Grouping data

Suppose you are faced with the task of taking a list of things and grouping them by some attribute, like turning the following list country-city pairs…

input=[("USA", "New York"), ("USA", "San Francisco"), ("USA", "Los Angeles"),
      ("UK", "London"), ("UK", "Manchester"), ("UK", "Edinborough"),
      ("Spain", "Madrid"), ("Spain", "Barcelona"), ("Spain", "Granada"),
      ("Finland", "Helsinki"), ("Finland", "Oulu"), ("Finland", "Kuopio")]

into lists of cities grouped by country like this:

output=[("USA", ["New York", "San Francisco", "Los Angeles"]),
	("UK", ["London", "Manchester", "Edinborough"]),
	("Spain", ["Madrid", "Barcelona", "Granada"]),
	("Finland", ["Helsinki", "Oulu", "Kuopio")]

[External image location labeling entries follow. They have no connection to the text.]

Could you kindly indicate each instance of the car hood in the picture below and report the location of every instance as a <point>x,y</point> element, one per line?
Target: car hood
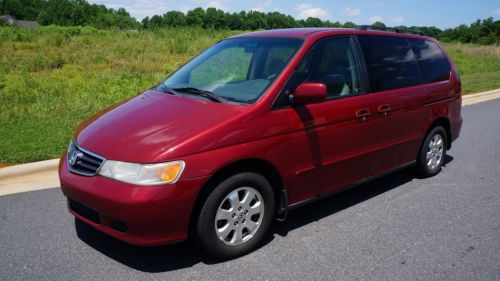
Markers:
<point>153,127</point>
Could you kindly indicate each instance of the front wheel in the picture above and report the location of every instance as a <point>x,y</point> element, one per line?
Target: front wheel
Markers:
<point>432,152</point>
<point>236,215</point>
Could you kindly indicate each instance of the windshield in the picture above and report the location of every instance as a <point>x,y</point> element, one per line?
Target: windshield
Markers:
<point>237,70</point>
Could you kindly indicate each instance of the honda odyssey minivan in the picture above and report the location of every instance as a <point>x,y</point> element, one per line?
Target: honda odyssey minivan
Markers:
<point>256,125</point>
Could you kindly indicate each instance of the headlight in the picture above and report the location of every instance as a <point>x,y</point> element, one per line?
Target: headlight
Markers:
<point>143,174</point>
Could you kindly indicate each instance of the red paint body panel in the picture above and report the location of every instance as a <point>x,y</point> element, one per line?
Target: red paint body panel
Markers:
<point>316,148</point>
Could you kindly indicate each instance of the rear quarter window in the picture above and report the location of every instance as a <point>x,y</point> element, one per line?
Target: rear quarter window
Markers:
<point>432,62</point>
<point>390,62</point>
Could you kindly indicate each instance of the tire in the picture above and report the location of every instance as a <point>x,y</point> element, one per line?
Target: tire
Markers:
<point>431,157</point>
<point>230,224</point>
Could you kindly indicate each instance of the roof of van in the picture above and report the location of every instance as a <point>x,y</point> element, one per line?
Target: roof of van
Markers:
<point>307,32</point>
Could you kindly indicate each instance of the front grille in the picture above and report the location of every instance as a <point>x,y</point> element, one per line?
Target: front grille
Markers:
<point>83,211</point>
<point>83,162</point>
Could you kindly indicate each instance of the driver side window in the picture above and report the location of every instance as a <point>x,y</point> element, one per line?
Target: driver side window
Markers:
<point>332,62</point>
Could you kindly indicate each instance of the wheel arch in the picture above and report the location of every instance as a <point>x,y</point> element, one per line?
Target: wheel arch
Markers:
<point>445,123</point>
<point>257,165</point>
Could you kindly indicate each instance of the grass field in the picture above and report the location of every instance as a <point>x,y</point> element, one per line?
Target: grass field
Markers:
<point>52,78</point>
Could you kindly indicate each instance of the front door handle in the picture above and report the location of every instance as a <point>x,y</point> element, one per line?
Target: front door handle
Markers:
<point>384,109</point>
<point>362,114</point>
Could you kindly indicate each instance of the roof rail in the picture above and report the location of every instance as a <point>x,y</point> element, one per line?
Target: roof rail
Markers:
<point>390,29</point>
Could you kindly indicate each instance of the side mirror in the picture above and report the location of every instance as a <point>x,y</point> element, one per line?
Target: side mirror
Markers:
<point>307,93</point>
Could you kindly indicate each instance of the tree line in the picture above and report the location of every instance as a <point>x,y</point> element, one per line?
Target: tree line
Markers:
<point>80,12</point>
<point>68,13</point>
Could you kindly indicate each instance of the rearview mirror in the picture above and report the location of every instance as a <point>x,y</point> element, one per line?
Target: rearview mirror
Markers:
<point>307,93</point>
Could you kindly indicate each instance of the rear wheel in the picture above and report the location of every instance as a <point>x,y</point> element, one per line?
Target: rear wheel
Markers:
<point>432,152</point>
<point>236,215</point>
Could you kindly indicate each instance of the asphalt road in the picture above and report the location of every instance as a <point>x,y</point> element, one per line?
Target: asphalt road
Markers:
<point>396,228</point>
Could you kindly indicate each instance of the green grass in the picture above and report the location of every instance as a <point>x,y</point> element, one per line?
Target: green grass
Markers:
<point>52,78</point>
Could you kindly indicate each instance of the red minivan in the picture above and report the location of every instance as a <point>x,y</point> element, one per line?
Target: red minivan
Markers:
<point>256,125</point>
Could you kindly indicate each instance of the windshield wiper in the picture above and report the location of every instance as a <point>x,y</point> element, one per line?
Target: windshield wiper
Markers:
<point>204,93</point>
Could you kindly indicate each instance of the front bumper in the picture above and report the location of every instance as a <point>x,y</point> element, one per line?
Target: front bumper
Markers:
<point>137,215</point>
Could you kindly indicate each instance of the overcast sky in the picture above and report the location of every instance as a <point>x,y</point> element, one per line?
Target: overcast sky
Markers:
<point>440,13</point>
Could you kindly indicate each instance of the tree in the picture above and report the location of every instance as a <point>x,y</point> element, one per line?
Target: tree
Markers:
<point>174,18</point>
<point>156,22</point>
<point>195,17</point>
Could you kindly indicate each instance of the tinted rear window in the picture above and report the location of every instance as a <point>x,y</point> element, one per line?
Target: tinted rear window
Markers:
<point>433,64</point>
<point>390,62</point>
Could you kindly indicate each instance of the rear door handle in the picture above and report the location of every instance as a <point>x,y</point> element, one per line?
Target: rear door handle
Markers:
<point>362,114</point>
<point>384,109</point>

Also suppose that the application that you are working on is about preparing data for reports and that a lot of the application will be dedicated to creating such groupings. Often the data is accumulated by summing numbers instead of building lists. Sometimes groups have to be divided into subgroups, like regions within countries. You had better have some kind of a generic pattern for this grouping algorithm instead of inventing a new way of doing each time, right?

One the worst ways of doing it I have seen is this:

country = None
isFirst = True
output  = []
cities = None

if len(input) > 0:
    for countryCity in input:
	if country != countryCity[0]:
	    if not isFirst:
		output.append((country, cities));

	    isFirst = False
	    country = countryCity[0]
	    cities = [countryCity[1]]
	else:
	    cities.append(countryCity[1])

    output.append((country, cities))

It gets the job done and didn’t take more than 5 minutes to write, but it’s brittle. The group is closed in two different places. It’s not immediately obvious what to change to group by multiple levels. If the processing logic was any longer doing this is like leaving a time bomb in the code base.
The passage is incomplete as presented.